In .NET/C#, I want to validate some html code. For instance I have the following HTML :
<?xml version="1.0" encoding="utf-8"?>
<!DOCTYPE html PUBLIC "-//W3C//DTD XHTML 1.0 Transitional//EN" "http://www.w3.org/TR/xhtml1/DTD/xhtml1-transitional.dtd">
<html xmlns="http://www.w3.org/1999/xhtml" xml:lang="en">
<head><title></title></head>
<body>
CDATA section number 1?
</body>
</html>
I have the following C# code:
string htmlCode = ... // for instance the html above
var settings = new XmlReaderSettings { ValidationType = ValidationType.DTD };
settings.ValidationEventHandler += delegate(object s, ValidationEventArgs e)
{
throw new XmlException(e.Message);
};
using (var srdr = new StringReader(htmlCode))

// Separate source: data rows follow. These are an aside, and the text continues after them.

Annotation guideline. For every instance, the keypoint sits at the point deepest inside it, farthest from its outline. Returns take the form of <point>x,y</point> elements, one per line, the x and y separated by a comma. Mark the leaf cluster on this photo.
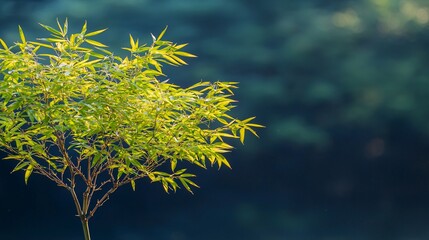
<point>70,108</point>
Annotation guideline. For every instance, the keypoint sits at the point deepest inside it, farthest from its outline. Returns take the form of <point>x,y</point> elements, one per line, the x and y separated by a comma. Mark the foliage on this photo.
<point>74,112</point>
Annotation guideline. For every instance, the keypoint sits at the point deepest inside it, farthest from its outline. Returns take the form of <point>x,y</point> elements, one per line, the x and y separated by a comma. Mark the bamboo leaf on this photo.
<point>21,35</point>
<point>3,44</point>
<point>95,43</point>
<point>28,172</point>
<point>162,34</point>
<point>184,54</point>
<point>52,30</point>
<point>95,32</point>
<point>133,185</point>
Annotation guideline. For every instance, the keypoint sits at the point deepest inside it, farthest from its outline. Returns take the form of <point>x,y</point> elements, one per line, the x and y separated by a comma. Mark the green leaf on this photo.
<point>162,33</point>
<point>95,33</point>
<point>20,166</point>
<point>242,133</point>
<point>28,172</point>
<point>3,44</point>
<point>173,163</point>
<point>184,54</point>
<point>50,29</point>
<point>133,185</point>
<point>21,35</point>
<point>84,28</point>
<point>95,43</point>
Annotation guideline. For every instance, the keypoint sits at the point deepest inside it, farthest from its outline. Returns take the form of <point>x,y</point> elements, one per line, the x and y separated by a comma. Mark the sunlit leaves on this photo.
<point>76,104</point>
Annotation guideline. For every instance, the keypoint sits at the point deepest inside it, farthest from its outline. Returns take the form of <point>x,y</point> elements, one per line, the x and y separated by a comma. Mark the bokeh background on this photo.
<point>342,86</point>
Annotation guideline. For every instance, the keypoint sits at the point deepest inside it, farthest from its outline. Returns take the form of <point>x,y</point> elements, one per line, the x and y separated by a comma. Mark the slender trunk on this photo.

using (var xrdr = new XmlTextReader(srdr))
using (var vrdr = XmlReader.Create(xrdr, settings))
{
try
{
while (vrdr.Read()) { }
}
catch (XmlException ex)
{
// do some stuff
}
}
when I run this code I have this exception:
System.Net.WebException : The remote server returned an error: (403) Forbidden.
at System.Net.HttpWebRequest.GetResponse()
What’s wrong in what I’ve done? Thanks in advance for your help
It’s not your code.
http://www.w3.org/blog/systeam/2008/02/08/w3c_s_excessive_dtd_traffic
You need to supply the DTD yourself, for instance by using a custom
XmlResolverwhich returns the DTD from a local resource.